La dernière étude KPMG Switzerland Clarity on Swiss Private Banks invite à poser une question plus fondamentale que les technologies qui dominent actuellement le débat sectoriel : les banques privées suisses transforment-elles encore efficacement l’argent en valeur ?
Les avoirs sous gestion ne constituent pas le résultat d’une banque privée. Ils en sont une matière première. Les marchés, le conseil, le crédit, la structuration, l’allocation et le service forment le moteur de transformation. Le résultat attendu est de la valeur pour les clients, les actionnaires et l’économie.
Entre 2021 et 2025, les AuM du secteur ont progressé de 9,7 %. Cette croissance est respectable, mais modeste par rapport à plusieurs grands indices actions sur une période globalement comparable. La comparaison doit rester prudente, car les portefeuilles de banque privée comprennent du cash, des obligations, des mandats conservateurs, des effets de change, des retraits, de la nouvelle monnaie nette et des acquisitions.
Il ne s’agit pas d’assimiler un portefeuille diversifié à un indice actions. La comparaison rappelle simplement que la croissance des AuM, prise isolément, renseigne peu sur la performance. La question utile est de savoir ce qui s’est produit après l’entrée de ces avoirs dans le modèle opérationnel.
Les chiffres agrégés de KPMG pour 2021–2025 indiquent une hausse de 9,7 % des AuM, de 10,7 % du produit opérationnel, de 12,2 % des effectifs, de 15,0 % des charges opérationnelles et de seulement 0,7 % du résultat brut.
En valeur absolue, le secteur a ajouté environ 312 milliards de francs d’AuM, tandis que le résultat brut n’a augmenté que d’environ 45 millions.
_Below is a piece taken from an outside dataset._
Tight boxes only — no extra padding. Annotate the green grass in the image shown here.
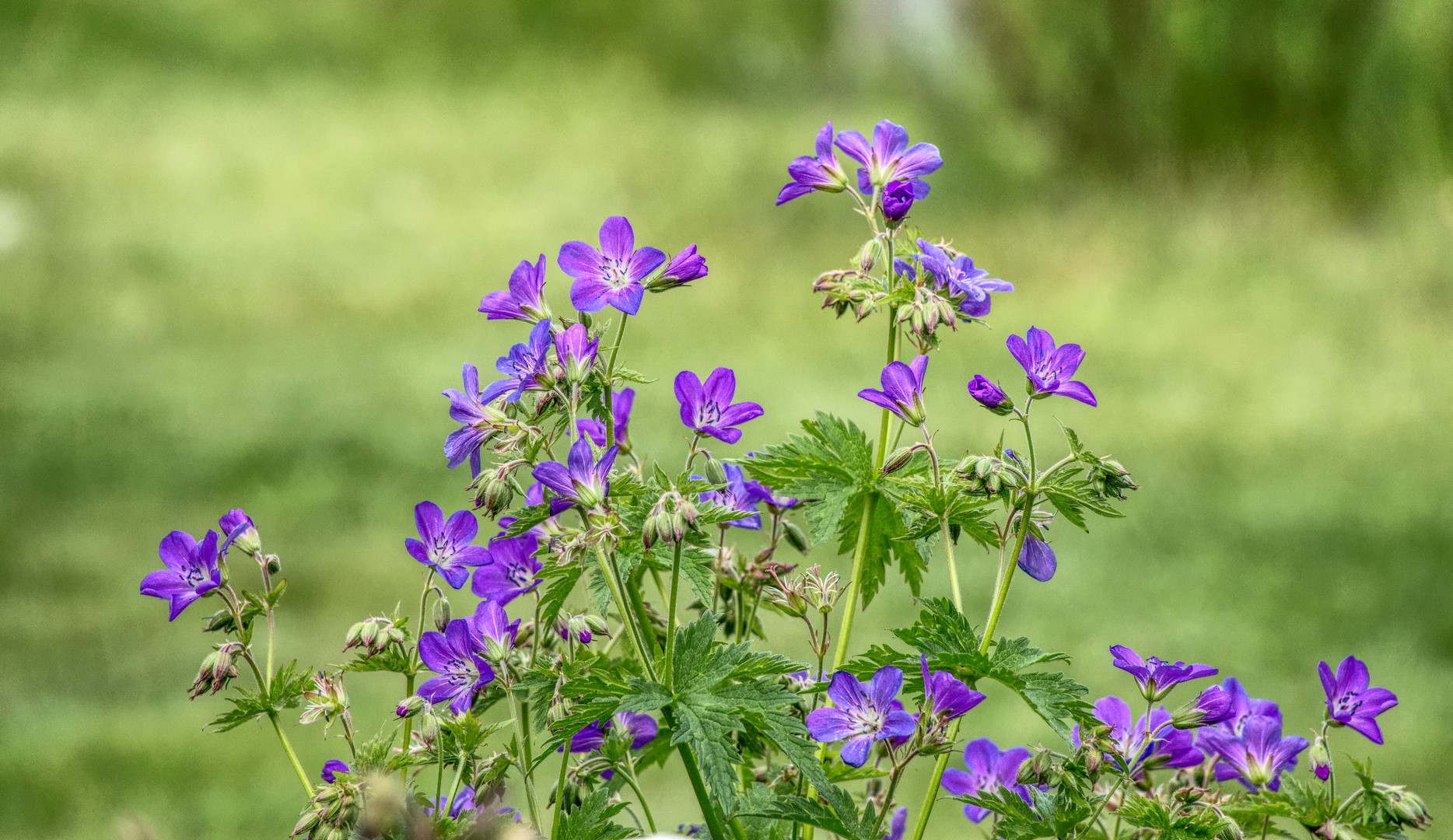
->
[0,36,1453,838]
Davantage d’actifs se sont accompagnés de davantage de collaborateurs et d’une hausse encore plus forte des coûts, pour presque aucun résultat brut additionnel.
C’est le problème des AuM marginaux. Dans un modèle d’échelle sain, le milliard de francs suivant devrait améliorer le levier opérationnel. Les revenus devraient progresser plus vite que les coûts, le profit par collaborateur s’améliorer et la plateforme absorber les volumes plus efficacement.
Lorsque ce mécanisme ne fonctionne pas, les AuM additionnels peuvent représenter de la masse administrative plutôt que de la valeur économique. Ils peuvent être coûteux à acquérir, intensifs à servir, insuffisamment tarifés ou faiblement convertis en mandats, crédits et autres revenus de relation.
Les conseils d’administration et les directions devraient donc regarder au-delà du volume d’AuM ajouté. Ils devraient demander quelle contribution marginale il a produite, quelle complexité il a introduite, s’il a amélioré la productivité et si la plateforme est devenue plus ou moins efficace en grandissant.
Le secteur reste solide, résilient et pertinent à l’échelle mondiale. L’enjeu n’est pas de rejeter la croissance des AuM, mais d’appliquer davantage de discipline à l’économie de chaque franc d’actifs supplémentaire.